The first version of the story is that two dudes were trying to shake down Bay for something like $13,000 as he filmed in the streets of Hong Kong (he’s currently filming Transformers 4). The first version had the dudes trying to grab him when he wouldn’t spread the money around. But that version was quickly pushed aside.

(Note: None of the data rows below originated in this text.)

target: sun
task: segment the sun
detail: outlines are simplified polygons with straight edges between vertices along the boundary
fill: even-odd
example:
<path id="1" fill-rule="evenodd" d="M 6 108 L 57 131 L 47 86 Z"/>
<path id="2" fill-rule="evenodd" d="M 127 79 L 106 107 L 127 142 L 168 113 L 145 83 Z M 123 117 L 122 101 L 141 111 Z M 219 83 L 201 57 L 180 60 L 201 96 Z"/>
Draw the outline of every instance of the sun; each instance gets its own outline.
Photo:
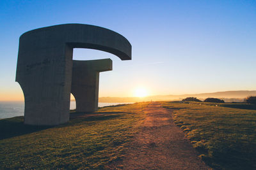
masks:
<path id="1" fill-rule="evenodd" d="M 148 96 L 148 92 L 146 89 L 143 87 L 139 87 L 135 89 L 134 96 L 140 97 L 146 97 Z"/>

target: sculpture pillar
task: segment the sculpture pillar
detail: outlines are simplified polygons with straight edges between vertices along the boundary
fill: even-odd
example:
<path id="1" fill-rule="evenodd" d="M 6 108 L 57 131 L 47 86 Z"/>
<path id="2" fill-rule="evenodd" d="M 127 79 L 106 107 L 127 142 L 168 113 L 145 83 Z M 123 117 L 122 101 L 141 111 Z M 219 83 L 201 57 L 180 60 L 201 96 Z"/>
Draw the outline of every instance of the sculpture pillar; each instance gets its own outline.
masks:
<path id="1" fill-rule="evenodd" d="M 71 93 L 76 99 L 76 111 L 98 110 L 99 73 L 112 70 L 109 59 L 73 60 Z"/>
<path id="2" fill-rule="evenodd" d="M 24 95 L 26 124 L 54 125 L 68 121 L 74 48 L 131 59 L 131 45 L 126 38 L 97 26 L 63 24 L 24 33 L 15 80 Z"/>

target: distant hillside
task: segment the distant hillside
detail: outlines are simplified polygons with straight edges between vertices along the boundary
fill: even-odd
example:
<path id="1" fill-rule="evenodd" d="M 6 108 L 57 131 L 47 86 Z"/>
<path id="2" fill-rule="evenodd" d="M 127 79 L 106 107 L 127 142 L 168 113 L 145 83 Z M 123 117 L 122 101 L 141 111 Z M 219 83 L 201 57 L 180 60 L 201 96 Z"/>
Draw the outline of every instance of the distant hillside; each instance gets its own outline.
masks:
<path id="1" fill-rule="evenodd" d="M 148 101 L 170 101 L 181 100 L 187 97 L 196 97 L 200 99 L 207 97 L 216 97 L 223 99 L 225 102 L 241 102 L 247 96 L 256 96 L 256 90 L 237 90 L 218 92 L 213 93 L 202 93 L 182 95 L 166 95 L 166 96 L 151 96 L 145 97 L 99 97 L 99 101 L 102 103 L 133 103 Z"/>

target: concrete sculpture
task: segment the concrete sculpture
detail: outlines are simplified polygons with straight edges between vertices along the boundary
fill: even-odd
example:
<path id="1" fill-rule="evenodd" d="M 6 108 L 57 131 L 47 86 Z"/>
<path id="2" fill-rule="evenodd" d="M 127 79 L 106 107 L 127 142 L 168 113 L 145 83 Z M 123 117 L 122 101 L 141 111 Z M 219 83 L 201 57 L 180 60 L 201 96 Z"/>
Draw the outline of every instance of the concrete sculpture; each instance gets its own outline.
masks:
<path id="1" fill-rule="evenodd" d="M 52 125 L 69 120 L 74 48 L 131 59 L 128 40 L 105 28 L 71 24 L 25 32 L 20 37 L 16 71 L 25 99 L 25 124 Z"/>
<path id="2" fill-rule="evenodd" d="M 73 60 L 71 93 L 76 99 L 76 111 L 98 109 L 99 73 L 112 70 L 112 60 Z"/>

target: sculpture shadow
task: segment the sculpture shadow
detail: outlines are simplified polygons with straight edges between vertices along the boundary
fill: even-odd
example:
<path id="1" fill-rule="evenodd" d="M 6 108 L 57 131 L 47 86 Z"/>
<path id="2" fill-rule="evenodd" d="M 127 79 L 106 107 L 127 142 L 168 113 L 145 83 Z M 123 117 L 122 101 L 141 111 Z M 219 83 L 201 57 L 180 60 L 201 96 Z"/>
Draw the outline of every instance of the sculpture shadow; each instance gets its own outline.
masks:
<path id="1" fill-rule="evenodd" d="M 95 112 L 95 113 L 72 113 L 70 120 L 58 126 L 30 125 L 24 124 L 24 117 L 17 117 L 0 120 L 0 140 L 19 136 L 24 134 L 38 132 L 52 127 L 72 126 L 84 122 L 102 121 L 116 118 L 125 112 Z M 72 115 L 74 115 L 74 116 Z M 83 117 L 85 115 L 85 117 Z M 86 116 L 88 115 L 88 116 Z"/>
<path id="2" fill-rule="evenodd" d="M 29 125 L 24 124 L 24 117 L 0 120 L 0 140 L 40 131 L 52 126 Z"/>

Paramount released a statement about the incident:

Michael Bay’s movie sets are widely known for their big, explosive action sequences but on Thursday, the filmmaker became the action in a bizarre incident on the set of his latest movie, “Transformers: Age of Extinction.”

According to a Paramount spokesman, a man (“allegedly under the influence of narcotics)”, stormed on set and swung an air conditioner unit at Bay’s head.

Bay, who was not injured, then “ducked and wrested the air conditioner from his attacker, preventing what could have been a serious accident.”

Earlier reports suggested the director had been attacked by two brothers in Quarry Bay, where the Mark Wahlberg-starrer is currently shooting, which Paramount strongly denied.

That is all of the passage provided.